I can’t believe you’re six months old today.
You’re asleep here next to me, and I look down over your long little body and my breath quickens as I try to take it all in. I can still see you, a tiny little curled up figure, barely bigger than my two hands lying in the same position this moment six months ago.
I look back on that day and I remember it with awe. A giddy warmth, yet at the same time soothing high, comes over me and I feel a rush of emotion. I feel so much love. I never knew it could be like this. I used to lie in bed and try to imagine how much I would love you, but I never came close.
You’ve had such a busy month. You have become so mobile, its exhausting keeping up with you. You flip around like a pancake and you crawl almost perfectly now. You don’t go far or long before flipping over again though. As though you might be missing something above you.
You’re constantly trying to stand up too. Pulling yourself up on things. I need to buy a stair gate.
You’ve been talking to us a lot. Da-da-da-da is your favourite. You call us with ya-ya-ya-ya too.

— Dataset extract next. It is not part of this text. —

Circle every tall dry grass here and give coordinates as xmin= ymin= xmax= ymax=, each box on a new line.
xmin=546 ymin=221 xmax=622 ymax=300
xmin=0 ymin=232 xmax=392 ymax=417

You’ve started eating this week. We tried some baby rice and you wanted more and more. We’re doing something called Baby Led weaning though, so you’ve eaten a courgette, a carrot, a green bean, two bananas and sucked the colour right out of a piece of chicken.
For some reason you’re not handling sleeping too well. You’ve never had trouble going down, but recently you scream blue murder whether its nap time or sleep time. It’s driving us a little crazy, but we just hold on to you and try to soothe you as best we can. I think it may have to do with the clock changes though.
Your Oupa and Nana and Aunty Desh love watching you on Skype, and you really engage so well with them. I’m always so proud of you when you smile at them or even laugh. It’s pretty amazing. You are definitely growing up in a different world to the one Daddy and I grew up in.
Well, Baby Girl, it’s Easter Sunday and I need to go and make some lunch. I just want to thank you for gracing us with your beautiful presence. Thank you for being our baby, our daughter and for the endless blessings and joy you give us.